Oh, do not ask, “What is it?”
Let us go and make our visit.
The rude electoral arithmetic of Northern Ireland is on the QUB’s Ark site, which is the continuing blood, sweat and tears of Nicholas Whyte, to whom much kudos. Sammy Morse is glossing this with astute observation of the street scene as it is today. So far he has knocked off half of his constituency reports. Together these two sources are exemplary, and show how it should be done readably, in depth and in detail.
For mainlanders, the first problem is STV (the single transferable vote) in multi-member constituencies. This is quite simple: instead of voting X, one votes 1,2,3 … down the list of one’s preferences. The “quota” to achieve election is the total of votes divided by the number of seats to be filled plus one. Any “surplus” is then distributed on the basis of that candidate’s “second preferences”. And so on. The Electoral Reform Society (who recommend this system) explain it all in detail. The system is used in the Irish Republic and Tasmania: the Irish electorate, Malcolm has heard claimed, is the most sophisticated in the world, able to calculate—almost instinctively—the implications of subsequent preferences. At least one “safe” candidate, by anecdote, was done down thereby, when, across his would-be constituency, pubs were invaded, late afternoon of election day, by strangers declaring: “Sure, ’tis sad about himself. Heart attack. Stone dead before the doctor arrived.”
Sammy Morse started his survey with East Belfast, which is when and why Malcolm started to become interested. The East Belfast is solid Proddery, the nauseating Peter Robinson’s Westminster patch, and last outing delivered 2DUP, 2UUP, 1PUP and 1 Alliance. Nationalists amount to only a twentieth of the total vote (so not likely to be in the prizes), and in an ideal world would transfer to the Alliance, buffering Naomi Long‘s prospects. The PUP seat was the late David Ervine‘s, and is now up for grabs. Morse is forecasting that the DUP can pick up this as a third seat, which is also the view of Whyte‘s site.

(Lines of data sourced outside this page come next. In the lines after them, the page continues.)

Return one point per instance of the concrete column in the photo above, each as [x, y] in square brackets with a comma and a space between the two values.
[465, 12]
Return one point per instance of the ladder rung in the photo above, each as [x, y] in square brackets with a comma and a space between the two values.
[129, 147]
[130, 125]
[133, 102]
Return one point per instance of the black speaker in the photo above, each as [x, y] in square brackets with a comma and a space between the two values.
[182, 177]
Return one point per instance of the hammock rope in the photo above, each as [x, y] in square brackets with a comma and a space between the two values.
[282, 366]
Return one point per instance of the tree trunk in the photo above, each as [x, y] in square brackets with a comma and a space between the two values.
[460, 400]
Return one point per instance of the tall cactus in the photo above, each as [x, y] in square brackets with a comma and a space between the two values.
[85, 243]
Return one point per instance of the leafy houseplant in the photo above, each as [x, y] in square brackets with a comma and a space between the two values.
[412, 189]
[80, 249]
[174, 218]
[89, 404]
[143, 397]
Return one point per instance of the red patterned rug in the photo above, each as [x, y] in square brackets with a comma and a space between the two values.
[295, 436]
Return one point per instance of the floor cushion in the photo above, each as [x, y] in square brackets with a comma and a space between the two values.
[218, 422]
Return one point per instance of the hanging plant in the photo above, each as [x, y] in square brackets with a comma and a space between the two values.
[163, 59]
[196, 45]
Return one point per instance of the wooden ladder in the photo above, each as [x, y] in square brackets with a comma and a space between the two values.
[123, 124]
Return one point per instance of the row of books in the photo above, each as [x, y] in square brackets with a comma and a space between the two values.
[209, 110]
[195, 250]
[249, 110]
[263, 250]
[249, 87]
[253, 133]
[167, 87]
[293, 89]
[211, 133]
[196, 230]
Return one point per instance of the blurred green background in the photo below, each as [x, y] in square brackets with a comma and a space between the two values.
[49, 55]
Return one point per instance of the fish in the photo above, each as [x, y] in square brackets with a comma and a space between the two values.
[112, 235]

The other headliner in Belfast is South Belfast. The ethnology of this constituency is 42% Catholic and 52% declared Prod; but in 2005 the SDLP’s Dr Alasdair McDonnell squeezed through the DUP/UUP vendetta and took the Orangeman Rev Martin Smith‘ s Westminster seat. More interestingly, the Unionists may have slipped below the 50% mark. So Whyte is marking this one 2DUP, 2SDLP with Alex Maskey for SF and Anna Lo for Alliance scraping up the crumbs. Morse splits it 2DUP, 1UUP, 1SF, 1 SDLP and Anna Lo, but flagging that SF feel this is their most vulnerable seat. Both assessments may equally reflect some dewy-eyed romanticism over mould-breaking Lo.
Outside Belfast, there’s more gore yet to spill on the carpet in Lagan Valley (that’s Lisburn and Banbridge, and (hold-your-nose) Jeffrey Donaldson‘s Westminster seat. The story here continues to be mass defection from the UUP to the DUP: the DUP could hoover up four seats here, leaving one for the UUP and one for the non-unionists to fight over. Whyte admits to being doubtful at the split, and Morse has yet to utter on this one. Watch both sites, suggests Malcolm.
And does it all matter? And if so, what is Eliot’s bloody question? Yes, indeedy, says Malcolm. Any doubters should find an answer in Barry White’s recent Belfast Telegraph bodice-ripper.